Richard Sorabji's previous books in Greek philosophy include several important studies of Aristotelian and post-Aristotelian philosophy of science and metaphysics.

. . . Aristotle famously claims in the Politics that humans are the only animal capable of logos (though he elsewhere attributes forms of reason and intelligence to animals, for example in the first chapter of the Metaphysics), but his psychological theory as a whole is marked by a narrowing of the scope of reason relative to Plato, and a corresponding increase in the cognitive content of the power of perception (aisthesis), a capacity possessed by all animals. For Aristotle, many animals possess true memory (though not the human power to remind ourselves deliberately of previous perceptions), can learn, and perceive not only immediate sensations but connections, relationships, and rudimentary universals and action-orienting propositions: "Whether or not Aristotle's lion perceives the ox as an ox, it certainly perceives it as a meal" (p. 62). In addition to the power of intentional perception, Aristotle's animals are capable of both passion and voluntary motion, and so are not simply driven about by impulses beyond their control.
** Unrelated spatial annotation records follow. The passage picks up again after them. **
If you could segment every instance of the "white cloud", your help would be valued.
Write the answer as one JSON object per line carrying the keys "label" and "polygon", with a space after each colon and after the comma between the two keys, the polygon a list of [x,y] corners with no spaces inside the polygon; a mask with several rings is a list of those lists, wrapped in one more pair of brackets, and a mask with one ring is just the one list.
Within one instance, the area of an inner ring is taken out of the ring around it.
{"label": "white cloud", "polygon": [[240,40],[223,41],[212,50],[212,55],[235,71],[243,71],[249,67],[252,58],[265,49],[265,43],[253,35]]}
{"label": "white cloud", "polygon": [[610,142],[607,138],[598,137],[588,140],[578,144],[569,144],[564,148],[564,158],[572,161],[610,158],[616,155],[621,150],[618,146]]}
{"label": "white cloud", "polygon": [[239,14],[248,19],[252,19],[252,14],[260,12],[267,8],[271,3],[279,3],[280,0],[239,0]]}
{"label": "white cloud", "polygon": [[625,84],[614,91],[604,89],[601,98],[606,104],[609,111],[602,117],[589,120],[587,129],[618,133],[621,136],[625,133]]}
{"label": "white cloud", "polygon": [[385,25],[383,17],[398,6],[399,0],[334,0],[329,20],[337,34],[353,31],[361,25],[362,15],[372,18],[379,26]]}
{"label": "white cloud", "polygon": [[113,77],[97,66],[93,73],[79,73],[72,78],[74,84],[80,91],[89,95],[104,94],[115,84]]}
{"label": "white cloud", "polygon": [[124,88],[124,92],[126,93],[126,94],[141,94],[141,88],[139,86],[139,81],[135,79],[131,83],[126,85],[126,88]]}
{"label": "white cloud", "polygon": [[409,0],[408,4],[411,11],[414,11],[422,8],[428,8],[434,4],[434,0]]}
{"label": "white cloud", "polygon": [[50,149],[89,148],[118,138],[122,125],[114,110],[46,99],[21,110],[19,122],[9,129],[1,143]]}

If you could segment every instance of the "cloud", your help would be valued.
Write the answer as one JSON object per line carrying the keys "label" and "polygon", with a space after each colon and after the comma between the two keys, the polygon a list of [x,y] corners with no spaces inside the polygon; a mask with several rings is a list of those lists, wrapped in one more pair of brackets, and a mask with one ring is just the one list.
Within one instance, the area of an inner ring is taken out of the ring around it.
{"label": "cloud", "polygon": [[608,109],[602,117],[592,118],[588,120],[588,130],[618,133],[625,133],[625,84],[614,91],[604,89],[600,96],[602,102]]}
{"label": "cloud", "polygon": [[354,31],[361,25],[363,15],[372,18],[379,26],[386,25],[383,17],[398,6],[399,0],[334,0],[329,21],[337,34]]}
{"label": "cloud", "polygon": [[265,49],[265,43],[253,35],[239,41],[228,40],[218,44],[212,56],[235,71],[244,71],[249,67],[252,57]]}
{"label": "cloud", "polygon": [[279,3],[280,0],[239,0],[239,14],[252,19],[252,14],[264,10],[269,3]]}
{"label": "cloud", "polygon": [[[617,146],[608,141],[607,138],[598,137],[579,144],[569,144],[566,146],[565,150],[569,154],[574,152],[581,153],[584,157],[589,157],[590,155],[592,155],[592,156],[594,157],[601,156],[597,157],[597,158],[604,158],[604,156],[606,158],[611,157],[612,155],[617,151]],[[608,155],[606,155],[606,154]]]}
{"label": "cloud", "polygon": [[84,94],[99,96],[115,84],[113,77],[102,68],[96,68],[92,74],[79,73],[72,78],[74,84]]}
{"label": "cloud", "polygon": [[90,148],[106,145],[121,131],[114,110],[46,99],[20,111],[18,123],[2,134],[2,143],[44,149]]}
On Sorabji's account, the idea so familiar to us today that animals are little more than inanimate machines, responding mindlessly by innate impulse to environmental cues enters philosophy with the Stoics [founded by Zeno: 336-264 BC]. Their simplified picture of animal life serves to increase the distance between us and other animals, and to make laughable claims that we owe animals justice or any moral consideration at all. This Stoic position, taken over into Christian theorizing by Augustine, has dominated our thinking ever since.